Five hours later, when the curtain fell after the final aria, I was completely overwhelmed with emotion. I was shaking and tears were running down my face. The beauty of the singing and the glorious sound of the orchestra had taken me completely by surprise and had moved me deeply, both emotionally and physically. I was amazed at the magic I had just witnessed, and stunned by the talent and stamina the artists had displayed. Within the passage of those five hours I had come to understand the beauty of opera, and appreciate the hard work and purity of expression it must take to reach a level of artistry such as I had just seen.

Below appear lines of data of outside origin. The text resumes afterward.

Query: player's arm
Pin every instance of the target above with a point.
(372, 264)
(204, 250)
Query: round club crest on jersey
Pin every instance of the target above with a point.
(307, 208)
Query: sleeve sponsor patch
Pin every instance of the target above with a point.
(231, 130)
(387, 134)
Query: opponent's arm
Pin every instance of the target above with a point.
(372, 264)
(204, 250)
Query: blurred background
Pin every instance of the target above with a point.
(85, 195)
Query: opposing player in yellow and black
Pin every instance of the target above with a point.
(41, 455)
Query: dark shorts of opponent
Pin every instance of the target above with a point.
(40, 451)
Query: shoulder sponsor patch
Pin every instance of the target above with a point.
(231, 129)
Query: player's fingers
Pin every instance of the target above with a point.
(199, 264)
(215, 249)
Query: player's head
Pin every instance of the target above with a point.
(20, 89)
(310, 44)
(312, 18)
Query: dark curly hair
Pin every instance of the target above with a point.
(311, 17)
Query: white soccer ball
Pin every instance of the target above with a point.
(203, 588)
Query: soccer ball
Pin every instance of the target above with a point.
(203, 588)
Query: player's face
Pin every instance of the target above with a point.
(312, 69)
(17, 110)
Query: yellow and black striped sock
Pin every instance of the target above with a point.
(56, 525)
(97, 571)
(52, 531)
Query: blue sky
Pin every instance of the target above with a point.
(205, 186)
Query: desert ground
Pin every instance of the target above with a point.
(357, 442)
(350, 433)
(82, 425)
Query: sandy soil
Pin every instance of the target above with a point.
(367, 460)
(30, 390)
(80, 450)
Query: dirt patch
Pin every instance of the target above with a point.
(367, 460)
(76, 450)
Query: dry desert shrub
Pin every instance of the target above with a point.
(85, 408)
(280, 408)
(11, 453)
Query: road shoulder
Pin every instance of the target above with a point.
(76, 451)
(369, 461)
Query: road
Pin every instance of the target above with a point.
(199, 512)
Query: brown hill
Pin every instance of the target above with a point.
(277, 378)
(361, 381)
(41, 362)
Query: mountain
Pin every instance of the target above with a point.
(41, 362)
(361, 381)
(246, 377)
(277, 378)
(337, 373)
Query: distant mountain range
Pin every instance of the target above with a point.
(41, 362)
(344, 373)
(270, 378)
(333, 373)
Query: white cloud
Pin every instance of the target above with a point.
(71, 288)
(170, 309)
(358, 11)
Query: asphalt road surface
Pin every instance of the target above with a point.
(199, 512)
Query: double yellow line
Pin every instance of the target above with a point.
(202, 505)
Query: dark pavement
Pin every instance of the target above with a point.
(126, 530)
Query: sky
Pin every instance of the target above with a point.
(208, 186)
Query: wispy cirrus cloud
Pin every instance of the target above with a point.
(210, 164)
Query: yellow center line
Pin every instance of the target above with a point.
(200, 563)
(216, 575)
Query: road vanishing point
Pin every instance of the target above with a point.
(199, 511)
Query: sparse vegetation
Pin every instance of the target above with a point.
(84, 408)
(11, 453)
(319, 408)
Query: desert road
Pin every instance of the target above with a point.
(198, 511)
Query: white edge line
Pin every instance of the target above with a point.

The feelings that overcame me at that performance of
Tristan und Isolde
, I realize as I recall the experience now, are almost identical to the feelings that overcame me when I watched Peter Martins lead Suzanne Farrell onto the stage to perform the second movement of
Symphony in C
on the day of Balanchine's death. And this simple discovery—that is, that different experiences in life can be linked by the quality and the kind of emotions they evoke—is both amazing and liberating. It suggests, among other things, that there are many different paths to many different fine places in life.